I'm currently working on a new Brigade powered physics demo which is inspired by http://www.youtube.com/watch?v=bSQoJW9ajmU, an awesome photorealistic physics animation rendered with OpenCL path tracing, which took only 25 seconds per HD frame to render on 2 ATI HD 4890 cards.
Although 25 seconds/frame is already extremely fast for physically based (unbiased) animation rendering, my goal is to render the same physics animation in real-time with the Brigade 2 path tracer on 2 GTX 580s.
Short WIP videos:
http://www.youtube.com/watch?v=kDXef25LyPo
http://www.youtube.com/watch?v=B-GaDZqnt6I
There's still some things to do: scale and lighting must be adjusted, the floor should have a different texture with a bump map and some specularity and the orange ball must be made into a physical rigid object, hitting the brick wall. I will also try to implement Voronoi fracture.
5 comments:
nice videos, great work.
Do you know if brigade 2 can bake shadow maps ? For highly moving scene like your physics demos it's useless but for some more static scene it could be breat to only resample were something moved.
Nice work.
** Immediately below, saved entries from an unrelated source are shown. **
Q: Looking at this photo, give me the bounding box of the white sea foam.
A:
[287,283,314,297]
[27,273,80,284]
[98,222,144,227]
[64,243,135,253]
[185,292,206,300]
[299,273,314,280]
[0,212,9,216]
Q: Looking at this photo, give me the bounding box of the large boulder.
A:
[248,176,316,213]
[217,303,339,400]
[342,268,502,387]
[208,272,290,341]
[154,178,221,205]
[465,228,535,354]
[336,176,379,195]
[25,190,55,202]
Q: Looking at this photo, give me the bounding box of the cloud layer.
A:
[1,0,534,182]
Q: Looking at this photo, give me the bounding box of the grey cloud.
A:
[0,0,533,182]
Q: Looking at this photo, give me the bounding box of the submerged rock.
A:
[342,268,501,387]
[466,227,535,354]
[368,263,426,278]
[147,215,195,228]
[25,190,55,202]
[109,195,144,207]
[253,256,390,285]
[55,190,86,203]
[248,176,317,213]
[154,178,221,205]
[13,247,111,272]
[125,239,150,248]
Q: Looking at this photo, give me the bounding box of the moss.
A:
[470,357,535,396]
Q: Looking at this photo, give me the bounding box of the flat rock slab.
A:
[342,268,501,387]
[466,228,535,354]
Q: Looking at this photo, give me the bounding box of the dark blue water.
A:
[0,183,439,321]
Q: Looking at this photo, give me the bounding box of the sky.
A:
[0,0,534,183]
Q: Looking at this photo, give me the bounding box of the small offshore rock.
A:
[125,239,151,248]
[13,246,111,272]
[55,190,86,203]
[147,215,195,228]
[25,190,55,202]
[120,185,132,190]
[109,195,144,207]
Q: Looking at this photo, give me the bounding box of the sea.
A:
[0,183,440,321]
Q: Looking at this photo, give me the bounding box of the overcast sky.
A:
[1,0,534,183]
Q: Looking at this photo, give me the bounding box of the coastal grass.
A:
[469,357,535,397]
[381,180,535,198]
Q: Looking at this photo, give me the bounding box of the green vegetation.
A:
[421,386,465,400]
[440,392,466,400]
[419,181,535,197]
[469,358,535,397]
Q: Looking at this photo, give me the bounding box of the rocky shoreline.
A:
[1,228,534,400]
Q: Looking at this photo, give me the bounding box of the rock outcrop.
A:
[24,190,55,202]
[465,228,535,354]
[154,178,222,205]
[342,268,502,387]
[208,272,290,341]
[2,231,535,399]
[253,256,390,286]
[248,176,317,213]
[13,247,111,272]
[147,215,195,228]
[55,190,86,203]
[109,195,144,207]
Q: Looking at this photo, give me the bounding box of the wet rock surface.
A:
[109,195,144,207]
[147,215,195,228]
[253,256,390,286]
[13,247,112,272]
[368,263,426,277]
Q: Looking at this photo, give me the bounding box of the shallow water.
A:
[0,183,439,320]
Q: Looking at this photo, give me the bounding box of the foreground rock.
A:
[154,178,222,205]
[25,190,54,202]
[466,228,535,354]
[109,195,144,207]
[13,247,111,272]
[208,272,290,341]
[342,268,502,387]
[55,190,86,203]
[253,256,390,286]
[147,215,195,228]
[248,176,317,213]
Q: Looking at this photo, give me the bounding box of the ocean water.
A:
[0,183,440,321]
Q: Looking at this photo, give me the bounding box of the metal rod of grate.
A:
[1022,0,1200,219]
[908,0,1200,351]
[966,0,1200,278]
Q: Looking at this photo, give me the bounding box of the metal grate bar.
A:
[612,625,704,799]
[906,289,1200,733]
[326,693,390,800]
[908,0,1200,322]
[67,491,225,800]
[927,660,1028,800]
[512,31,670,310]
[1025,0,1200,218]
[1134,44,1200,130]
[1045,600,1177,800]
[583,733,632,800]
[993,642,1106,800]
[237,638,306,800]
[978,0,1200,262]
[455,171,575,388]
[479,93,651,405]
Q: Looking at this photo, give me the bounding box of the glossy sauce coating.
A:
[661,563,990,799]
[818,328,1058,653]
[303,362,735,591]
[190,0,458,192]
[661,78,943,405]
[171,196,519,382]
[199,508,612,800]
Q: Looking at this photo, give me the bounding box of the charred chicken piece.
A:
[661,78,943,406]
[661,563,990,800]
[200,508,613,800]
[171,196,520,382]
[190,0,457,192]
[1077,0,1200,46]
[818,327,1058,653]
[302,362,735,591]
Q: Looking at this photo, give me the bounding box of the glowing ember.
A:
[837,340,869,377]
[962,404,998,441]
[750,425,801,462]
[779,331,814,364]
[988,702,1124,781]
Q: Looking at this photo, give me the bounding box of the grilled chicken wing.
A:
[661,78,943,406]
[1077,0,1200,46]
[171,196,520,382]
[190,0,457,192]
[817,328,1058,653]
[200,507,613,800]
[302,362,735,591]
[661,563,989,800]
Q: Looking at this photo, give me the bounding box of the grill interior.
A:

But little correction: AMD/ATI HD4890 is a single GPU card (one RV7xx).
@Ray Tracey,
Is Brigade 2 using bidirectional path tracing?
This may be realtime, but the ghosting takes away all the image quality.
You would be better imho to clear the backbuffer for each frame, and apply a post processing filter on the noisy image to get rid of it, like for example median filtering.
anonymous 1: it can't do baking, but I think you mean light caching. It would indedd be interesting.
anonymous2: thanks, post corrected
anonymous3: no, there's no bidir pt (yet). But it can do multiple importance sampling and qmc sampling.
Jan: thanks, filtering will replace the blurring/ghosting at some point. I implemented the blur myself because it was very straightforward, but implementing an edge aware filter should greatly improve things.